Evanston RoundTable, June 26, 2024
In high school I hung out with smart kids, smarter than me by far. As a sophomore I’d lunch with a group of seniors who quizzed each other on that day’s New York Times. They were all going to Rensselaer Polytechnic Institute to study engineering.
As a senior I scored 1226 on my SATs (613 in English and 613 in math), which was OK. But almost all my friends scored well into the 1300s.
I didn’t mind being the dumbest kid in every group. The smarties were fun to be with and I learned a lot from them.
Later in life I learned about multiple intelligences. You can be smart in some ways – like taking tests – but not so smart in others – like getting along with people. In fact, you can be the smartest person in the room and still squander all that intelligence through laziness, inertia or indifference.
To illustrate the point I came up with a sort of thought experiment involving two drinking glasses. Imagine being born with the proverbial glass half full – an average intelligence – while someone else is born with the glass almost topped off, a genius.
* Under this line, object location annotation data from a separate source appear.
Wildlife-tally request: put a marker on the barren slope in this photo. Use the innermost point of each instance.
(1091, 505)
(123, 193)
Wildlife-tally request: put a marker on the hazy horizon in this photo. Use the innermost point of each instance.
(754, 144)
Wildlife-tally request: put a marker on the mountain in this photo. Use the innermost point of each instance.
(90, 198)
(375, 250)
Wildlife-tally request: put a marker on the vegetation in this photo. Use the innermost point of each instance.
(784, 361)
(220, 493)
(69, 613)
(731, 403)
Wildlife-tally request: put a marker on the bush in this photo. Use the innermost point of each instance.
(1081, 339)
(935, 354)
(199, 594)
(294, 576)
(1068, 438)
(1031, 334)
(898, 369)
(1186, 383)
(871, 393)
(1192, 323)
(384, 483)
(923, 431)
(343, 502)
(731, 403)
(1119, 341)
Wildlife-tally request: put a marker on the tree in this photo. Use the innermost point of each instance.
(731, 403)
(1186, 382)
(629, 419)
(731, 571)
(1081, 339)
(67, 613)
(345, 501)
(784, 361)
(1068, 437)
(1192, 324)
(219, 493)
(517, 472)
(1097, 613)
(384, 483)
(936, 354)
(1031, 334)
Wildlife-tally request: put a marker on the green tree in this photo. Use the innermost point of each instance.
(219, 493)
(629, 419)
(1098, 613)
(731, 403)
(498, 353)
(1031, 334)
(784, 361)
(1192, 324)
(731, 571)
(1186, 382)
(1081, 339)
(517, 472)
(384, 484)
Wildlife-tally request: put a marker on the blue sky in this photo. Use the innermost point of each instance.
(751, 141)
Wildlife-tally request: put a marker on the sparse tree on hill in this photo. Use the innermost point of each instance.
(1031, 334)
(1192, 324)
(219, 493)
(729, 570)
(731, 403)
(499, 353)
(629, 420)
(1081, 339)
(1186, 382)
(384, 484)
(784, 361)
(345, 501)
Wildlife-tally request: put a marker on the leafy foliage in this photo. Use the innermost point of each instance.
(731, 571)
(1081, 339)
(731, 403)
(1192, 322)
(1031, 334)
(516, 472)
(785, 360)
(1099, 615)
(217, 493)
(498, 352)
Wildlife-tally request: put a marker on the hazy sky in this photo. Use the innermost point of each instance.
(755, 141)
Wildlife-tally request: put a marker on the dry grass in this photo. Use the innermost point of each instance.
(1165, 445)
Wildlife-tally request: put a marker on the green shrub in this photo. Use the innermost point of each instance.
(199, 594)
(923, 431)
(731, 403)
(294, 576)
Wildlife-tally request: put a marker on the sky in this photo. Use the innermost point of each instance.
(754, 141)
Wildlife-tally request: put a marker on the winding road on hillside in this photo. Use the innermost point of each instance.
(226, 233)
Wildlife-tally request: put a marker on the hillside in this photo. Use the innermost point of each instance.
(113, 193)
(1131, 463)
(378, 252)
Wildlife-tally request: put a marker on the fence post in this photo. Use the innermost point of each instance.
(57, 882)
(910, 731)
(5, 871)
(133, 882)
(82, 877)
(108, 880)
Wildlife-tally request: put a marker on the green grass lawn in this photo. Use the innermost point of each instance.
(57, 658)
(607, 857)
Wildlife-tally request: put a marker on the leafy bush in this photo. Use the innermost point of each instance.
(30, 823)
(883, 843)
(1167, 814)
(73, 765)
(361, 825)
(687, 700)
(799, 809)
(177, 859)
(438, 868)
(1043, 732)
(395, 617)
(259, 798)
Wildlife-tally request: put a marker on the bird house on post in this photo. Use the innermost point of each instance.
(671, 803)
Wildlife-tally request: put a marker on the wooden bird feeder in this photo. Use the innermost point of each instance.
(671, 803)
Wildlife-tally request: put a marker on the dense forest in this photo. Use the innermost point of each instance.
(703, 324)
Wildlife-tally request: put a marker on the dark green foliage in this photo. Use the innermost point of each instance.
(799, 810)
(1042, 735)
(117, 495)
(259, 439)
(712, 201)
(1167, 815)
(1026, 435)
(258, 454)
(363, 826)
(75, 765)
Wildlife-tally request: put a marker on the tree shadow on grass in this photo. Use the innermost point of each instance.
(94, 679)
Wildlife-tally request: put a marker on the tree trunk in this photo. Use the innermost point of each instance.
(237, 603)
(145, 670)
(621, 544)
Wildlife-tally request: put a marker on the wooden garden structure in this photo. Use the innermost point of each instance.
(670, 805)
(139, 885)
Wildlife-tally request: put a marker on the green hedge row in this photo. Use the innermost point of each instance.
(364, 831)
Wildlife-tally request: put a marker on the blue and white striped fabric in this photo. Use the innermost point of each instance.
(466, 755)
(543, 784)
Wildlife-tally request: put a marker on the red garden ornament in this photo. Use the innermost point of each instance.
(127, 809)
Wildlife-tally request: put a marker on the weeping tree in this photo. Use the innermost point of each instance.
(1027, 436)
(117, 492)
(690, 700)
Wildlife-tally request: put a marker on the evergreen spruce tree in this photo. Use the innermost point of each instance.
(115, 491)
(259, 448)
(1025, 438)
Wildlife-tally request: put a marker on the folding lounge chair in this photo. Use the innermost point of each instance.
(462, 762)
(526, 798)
It may seem daunting and unfair to compete with the glass-full people. But the thing to remember is it’s not how much skill, talent and smarts you’re born with. It’s what you do with those gifts. You may make use of every drop of your half-full glass, while your neighbor dribbles his good fortune away.
It’s corny, I know, the two-glass metaphor.
But it suggests something important, the big question, one I ask myself more and more as I approach my ninth decade, namely: What are we making of our gifts, whether a half glass or whole? Are we working close to full capacity – continually open to learning, helping others and moving the world to a better place, even if it’s just an inch at a time?
If so, that might make us the smartest person around.